Published: 2018-03-15

Total Pages: 416

ISBN-13: 1316821277

DOWNLOAD EBOOK

As a concept, 'trauma' has attracted a great deal of interest in literary studies. A key term in psychoanalytic approaches to literary study, trauma theory represents a critical approach that enables new modes of reading and of listening. It is a leading concept of our time, applicable to individuals, cultures, and nations. This book traces how trauma theory has come to constitute a discrete but influential approach within literary criticism in recent decades. It offers an overview of the genesis and growth of literary trauma theory, recording the evolution of the concept of trauma in relation to literary studies.
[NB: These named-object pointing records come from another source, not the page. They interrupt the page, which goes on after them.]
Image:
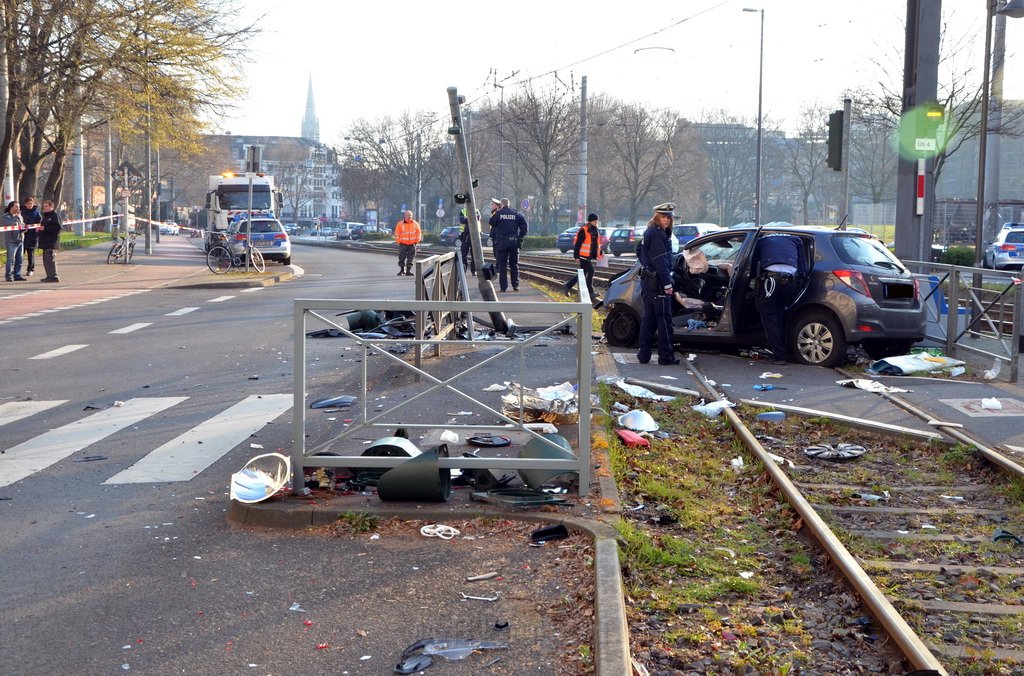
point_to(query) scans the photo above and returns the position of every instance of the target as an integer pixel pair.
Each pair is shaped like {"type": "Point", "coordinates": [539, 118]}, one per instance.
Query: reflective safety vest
{"type": "Point", "coordinates": [407, 231]}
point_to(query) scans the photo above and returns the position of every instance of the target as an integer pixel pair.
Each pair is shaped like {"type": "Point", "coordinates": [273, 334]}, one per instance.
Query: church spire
{"type": "Point", "coordinates": [310, 125]}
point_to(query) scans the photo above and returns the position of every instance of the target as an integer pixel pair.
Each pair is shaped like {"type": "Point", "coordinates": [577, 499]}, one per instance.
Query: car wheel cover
{"type": "Point", "coordinates": [815, 342]}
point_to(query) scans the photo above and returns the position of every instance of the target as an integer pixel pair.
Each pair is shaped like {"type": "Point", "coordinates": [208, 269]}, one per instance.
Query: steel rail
{"type": "Point", "coordinates": [905, 638]}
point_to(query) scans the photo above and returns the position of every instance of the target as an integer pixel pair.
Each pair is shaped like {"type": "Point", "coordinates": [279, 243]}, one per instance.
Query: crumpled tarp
{"type": "Point", "coordinates": [906, 365]}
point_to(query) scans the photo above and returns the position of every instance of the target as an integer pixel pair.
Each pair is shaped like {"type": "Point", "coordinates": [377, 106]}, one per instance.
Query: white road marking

In twenty-one essays, covering the origins, development, and applications of trauma in literary studies, Trauma and Literature addresses the relevance and impact this concept has in the field.


Early Modern Trauma

Early Modern Trauma

Author: Erin Peters

Publisher: U of Nebraska Press

Published: 2021-08

Total Pages: 414

ISBN-13: 1496208919

DOWNLOAD EBOOK

This edited collection explores what trauma—seen through an analytical lens—can reveal about the early modern period and, conversely, what conceptualizations of psychological trauma from the period can tell us about trauma theory itself.